Fabian Kruse from the Bakkers group will defend his thesis “Mending broken hearts – Cardiac regeneration in zebrafish” on August 31. In his thesis he studies heart regeneration in the zebrafish.

Cardiovascular disease
Cardiovascular disease is the leading cause of death in the world, causing more than 30% of all deaths. In case of a heart infarction, part of the heart dies, because no longer receives enough blood, and therefore oxygen. In humans, a scar is formed in this area, but the heart tissue does not grow back. This scar makes sure that the heart stays intact, but scar tissue is rigid tissue that cannot pump with the rest of the heart. Therefore, the heart is less able to pump blood through the body.

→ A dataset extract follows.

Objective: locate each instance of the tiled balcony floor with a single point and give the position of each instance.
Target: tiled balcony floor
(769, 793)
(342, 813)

Zebrafish can regenerate their heart
In his thesis, Kruse describes the results of 5 years of research into heart regeneration in the zebrafish, after an injury that is similar to a heart infarction in humans. The zebrafish is used as a model for this, since zebrafish are able to regenerate their heart completely after part of the heart dies. The scar, that is also formed in the zebrafish, is slowly replaced by functional heart tissue. To study the regeneration process, Kruse applied two techniques: tomo-seq and single-cell sequencing.

Tomo-seq
Tomo-seq is a method that was developed by the Van Oudenaarden group at the Hubrecht Institute. Using this method, Kruse sliced the wounded zebrafish hearts in very thin slices and investigated the gene expression in each of these slices. This enabled him to get more insight into which processes and signalling pathways are active in the various areas of the regenerating heart: the injury area, the border zone and the remote healthy myocardium. Kruse found that a certain signalling pathway, the BMP-pathway, is more active in the border region and that this pathway is important for the regeneration of the heart, because it enhances the proliferation of heart muscle cells.

Single-cell sequencing
Even though the heart slices studied with tomo-seq are very thin, they still contain multiple cell types, which makes it impossible to determine which cells contribute to which processes. To study this, Kruse used single-cell sequencing, in which gene expression is studied in single cells. Kruse discovered that those heart muscle cells that contribute to the regeneration of the heart change back to a more embryonic state. It is known that embryonic heart muscle cells are much more capable of proliferating than adult heart muscle cells. This explains why specifically these cells are able to contribute to heart regeneration.

Insights into heart regeneration
Kruse’s research generates more insight into the reasons that zebrafish can regenerate their heart while humans cannot. If we, in the far future, would be able to stimulate human heart muscle cells in such a way that they change back to a more embryonic state, these cells might be able to contribute to the healing of the heart after a heart infarction.